More recently, a very close friend of mine – the subject of the story I sent you, Sailing the River Jordan, had to choose between two men, married one, but still dreams about the other. I think she got herself pregnant to make sure she couldn’t go back.

For many people love is a compromise, not the romantic tale we get overplayed in popular movies. People let go of their dreams for more practical realities. Some get married to cure their loneliness. Others for security. Some for other reasons I can’t fathom, but all give up something important to them in the process.

Love scares the hell out of me. For me, it’s not a bonding, but a promise of a future separation, less a promise for a life time, then one of abandonment and pain.

When I was still an infant, my father left. Back then it was a crime not to have a father. I went to school humiliated by the lack of one. I could no explain why he had gone away. I’m sure it contributed to my mother’s madness. She vanished, too, into a mental institution to which I got dragged every Saturday to see her. I must have been unworthy of love if everybody close to me kept leaving. My grandfather died suddenly. I married poorly, and my wife left, too.

Maybe that’s why I was so cautious in college, but still wound up with a broken heart, first you, then later Suzanne. Michael hated her, calling her an intellectual groupie, but I loved her just the same. Just as I loved and still love you.
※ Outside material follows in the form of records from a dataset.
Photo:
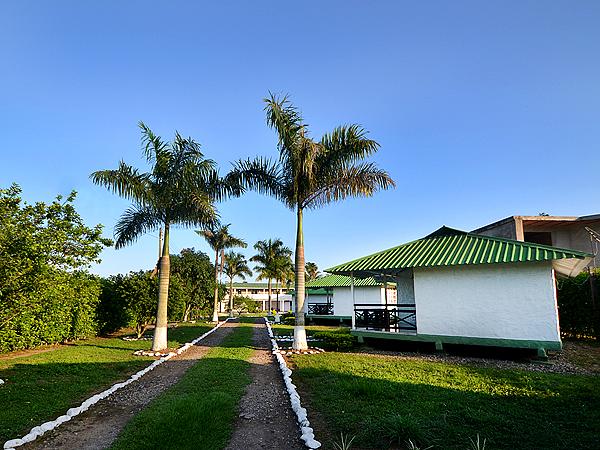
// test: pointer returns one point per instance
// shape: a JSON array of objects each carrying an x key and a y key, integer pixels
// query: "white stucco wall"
[
  {"x": 509, "y": 301},
  {"x": 405, "y": 287}
]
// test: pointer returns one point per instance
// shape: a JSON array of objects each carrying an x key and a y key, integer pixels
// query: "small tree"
[
  {"x": 139, "y": 291},
  {"x": 270, "y": 254},
  {"x": 195, "y": 273},
  {"x": 45, "y": 295},
  {"x": 235, "y": 266},
  {"x": 219, "y": 239}
]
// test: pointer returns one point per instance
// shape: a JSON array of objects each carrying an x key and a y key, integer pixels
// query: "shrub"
[
  {"x": 578, "y": 317},
  {"x": 339, "y": 340},
  {"x": 45, "y": 296}
]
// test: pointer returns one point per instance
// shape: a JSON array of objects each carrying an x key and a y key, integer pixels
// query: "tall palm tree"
[
  {"x": 312, "y": 271},
  {"x": 219, "y": 239},
  {"x": 180, "y": 189},
  {"x": 270, "y": 253},
  {"x": 235, "y": 266},
  {"x": 310, "y": 174}
]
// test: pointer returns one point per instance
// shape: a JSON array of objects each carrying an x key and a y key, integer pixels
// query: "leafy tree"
[
  {"x": 219, "y": 239},
  {"x": 45, "y": 297},
  {"x": 111, "y": 312},
  {"x": 271, "y": 258},
  {"x": 194, "y": 270},
  {"x": 235, "y": 266},
  {"x": 181, "y": 189},
  {"x": 312, "y": 271},
  {"x": 284, "y": 271},
  {"x": 310, "y": 174}
]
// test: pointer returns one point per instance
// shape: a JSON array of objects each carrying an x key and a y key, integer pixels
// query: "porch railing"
[
  {"x": 320, "y": 309},
  {"x": 391, "y": 317}
]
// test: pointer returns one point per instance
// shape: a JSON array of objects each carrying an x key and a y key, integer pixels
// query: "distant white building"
[
  {"x": 281, "y": 300},
  {"x": 465, "y": 288}
]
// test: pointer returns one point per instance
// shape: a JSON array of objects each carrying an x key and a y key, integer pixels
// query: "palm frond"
[
  {"x": 261, "y": 175},
  {"x": 345, "y": 145},
  {"x": 125, "y": 181},
  {"x": 359, "y": 180},
  {"x": 152, "y": 145},
  {"x": 285, "y": 118},
  {"x": 134, "y": 222}
]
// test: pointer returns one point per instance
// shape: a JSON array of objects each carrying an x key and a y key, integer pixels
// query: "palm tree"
[
  {"x": 180, "y": 189},
  {"x": 312, "y": 271},
  {"x": 309, "y": 174},
  {"x": 219, "y": 239},
  {"x": 235, "y": 266},
  {"x": 270, "y": 252}
]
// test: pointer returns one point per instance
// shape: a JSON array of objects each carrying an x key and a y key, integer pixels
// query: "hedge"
[{"x": 579, "y": 317}]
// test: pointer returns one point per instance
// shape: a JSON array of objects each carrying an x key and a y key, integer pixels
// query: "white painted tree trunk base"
[
  {"x": 159, "y": 342},
  {"x": 300, "y": 342}
]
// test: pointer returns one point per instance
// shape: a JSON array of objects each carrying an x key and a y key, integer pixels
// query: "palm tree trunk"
[
  {"x": 231, "y": 297},
  {"x": 159, "y": 342},
  {"x": 299, "y": 330},
  {"x": 216, "y": 302}
]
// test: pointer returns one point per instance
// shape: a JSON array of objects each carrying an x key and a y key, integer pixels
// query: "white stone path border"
[
  {"x": 307, "y": 433},
  {"x": 72, "y": 412}
]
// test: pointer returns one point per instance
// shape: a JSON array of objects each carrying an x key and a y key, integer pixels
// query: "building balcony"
[{"x": 320, "y": 309}]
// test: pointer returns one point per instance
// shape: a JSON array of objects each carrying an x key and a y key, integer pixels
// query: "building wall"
[
  {"x": 405, "y": 287},
  {"x": 505, "y": 230},
  {"x": 576, "y": 237},
  {"x": 509, "y": 301}
]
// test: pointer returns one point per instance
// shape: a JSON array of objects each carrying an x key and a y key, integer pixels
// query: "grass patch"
[
  {"x": 288, "y": 330},
  {"x": 385, "y": 401},
  {"x": 43, "y": 385},
  {"x": 200, "y": 410}
]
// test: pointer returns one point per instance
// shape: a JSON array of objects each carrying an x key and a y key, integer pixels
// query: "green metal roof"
[
  {"x": 341, "y": 281},
  {"x": 450, "y": 247}
]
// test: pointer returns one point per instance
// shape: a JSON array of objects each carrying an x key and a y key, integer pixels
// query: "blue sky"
[{"x": 482, "y": 109}]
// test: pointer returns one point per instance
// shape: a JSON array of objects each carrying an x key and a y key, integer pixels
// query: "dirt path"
[
  {"x": 266, "y": 419},
  {"x": 99, "y": 427}
]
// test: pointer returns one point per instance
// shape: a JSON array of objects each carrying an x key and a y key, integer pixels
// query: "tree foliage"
[
  {"x": 579, "y": 313},
  {"x": 309, "y": 174},
  {"x": 180, "y": 189},
  {"x": 45, "y": 295}
]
I remember the first time we met in that silly speed-reading class in the campus library and the walk back up to your dorm, you reading one of my poems about loneliness. You were the girl from middle class Connecticut, I was the boy from the ghetto streets of Paterson, a union never meant to be. I knew even then I didn’t deserve you. Maybe that’s why I let you slip away. I value our continued connection, our letters, your reading of my newspaper, our sharing of stories.

The man you married had a treasure in you he doesn’t yet fully appreciate, but over time I’m sure he will.

Keep well, and please pass along your new address now that you are moving out to west Jersey.